Ein gemeinsames Raumfahrtprojekt von China und Europa zielt darauf ab, das Magnetfeld der Erde in Echtzeit zu beobachten, während es von Sonnenstürmen beeinflusst wird. Der Satellit wird im Rahmen der Mission SMILE (Solar Wind Magnetosphere Ionosphere Link Explorer) gestartet und soll wichtige Daten sichern, die bisher unerhört geblieben sind.
SMILE stellt das erste umfassende Raumfahrtpartnerschaftsprojekt zwischen der Chinesischen Akademie der Wissenschaften und der Europäischen Weltraumagentur dar. Die Zusammenarbeit begann bereits 2015, als beide Organisationen ein gemeinsames Anliegen zur Entwicklung von Missionen formulierten. Von dreizehn eingereichten Vorschlägen wurde SMILE ausgewählt und trat Anfang 2016 in die Entwurfsphase ein.

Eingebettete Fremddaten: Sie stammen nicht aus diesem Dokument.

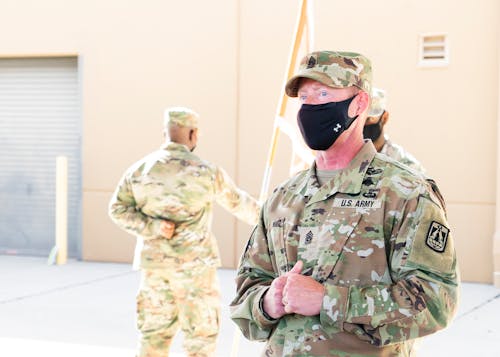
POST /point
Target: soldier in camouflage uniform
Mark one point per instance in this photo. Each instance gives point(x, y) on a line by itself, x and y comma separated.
point(353, 257)
point(374, 130)
point(179, 285)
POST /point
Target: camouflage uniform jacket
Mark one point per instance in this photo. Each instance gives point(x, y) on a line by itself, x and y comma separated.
point(399, 154)
point(174, 184)
point(376, 237)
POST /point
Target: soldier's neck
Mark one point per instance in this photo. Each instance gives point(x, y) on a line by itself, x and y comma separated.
point(339, 155)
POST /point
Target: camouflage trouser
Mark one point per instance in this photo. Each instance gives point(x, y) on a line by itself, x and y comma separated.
point(178, 297)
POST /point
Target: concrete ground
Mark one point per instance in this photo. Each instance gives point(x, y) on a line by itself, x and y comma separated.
point(87, 309)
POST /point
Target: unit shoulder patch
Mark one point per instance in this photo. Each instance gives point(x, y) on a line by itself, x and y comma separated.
point(437, 236)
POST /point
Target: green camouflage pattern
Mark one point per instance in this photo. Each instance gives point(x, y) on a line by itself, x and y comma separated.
point(397, 153)
point(178, 297)
point(378, 103)
point(366, 236)
point(176, 185)
point(334, 69)
point(181, 116)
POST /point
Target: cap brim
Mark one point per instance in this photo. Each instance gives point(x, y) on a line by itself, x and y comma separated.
point(292, 86)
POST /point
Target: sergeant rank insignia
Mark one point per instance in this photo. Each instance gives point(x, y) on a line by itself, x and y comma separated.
point(437, 237)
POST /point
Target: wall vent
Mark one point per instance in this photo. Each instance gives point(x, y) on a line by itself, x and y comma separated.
point(433, 50)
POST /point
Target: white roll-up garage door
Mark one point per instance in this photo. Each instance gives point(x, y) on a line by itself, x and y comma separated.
point(39, 120)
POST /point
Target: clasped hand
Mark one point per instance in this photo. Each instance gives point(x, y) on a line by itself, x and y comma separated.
point(294, 293)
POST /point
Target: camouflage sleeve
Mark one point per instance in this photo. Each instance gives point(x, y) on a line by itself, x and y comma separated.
point(125, 213)
point(236, 201)
point(424, 293)
point(255, 274)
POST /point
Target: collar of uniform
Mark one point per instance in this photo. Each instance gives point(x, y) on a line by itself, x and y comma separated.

Nach dem Start wird SMILE in eine ungewöhnlich elliptische Bahn eintreten, die von lediglich 5.000 Kilometer über der Südpolregion bis auf 121.000 Kilometer über der Nordpolregion reicht. Diese Bahn ermöglicht es den Instrumenten, das Eindringen der Sonnenwinde in die magnetische Hülle der Erde aus einem verbesserten Blickwinkel zu beobachten. Diese Interaktion ist von großer Bedeutung, denn sie kann geomagnetische Stürme auslösen, die potenziell gefährlich sind. Zudem können Sonnenstürme auch Satelliten in niedrigen Erdumlaufbahnen beeinträchtigen.
Derzeit haben Wissenschaftler ein gutes Verständnis der grundlegenden Interaktionen, jedoch ist das Gesamtbild unvollständig. Bestehende Missionen wie die NASA MMS und das ESA-NASA SOHO-Raumfahrzeug wurden für spezifische lokale Ereignisse entwickelt und bieten daher keinen umfassenden globalen Überblick.
Was SMILE lernen will
Da keine der vorhandenen Missionen in der Lage ist, ein vollständiges Bild zu liefern, wurde SMILE konzipiert, um diese Lücke zu schließen. Der Satellit wird mit einer weichen Röntgenkamera ausgestattet sein, die erstmals die Grenzen der magnetischen Hülle der Erde weltweit kartieren wird. Das Ziel ist es, zu beobachten, wie sich das Magnetfeld der Erde während von Sonnenereignissen verändert.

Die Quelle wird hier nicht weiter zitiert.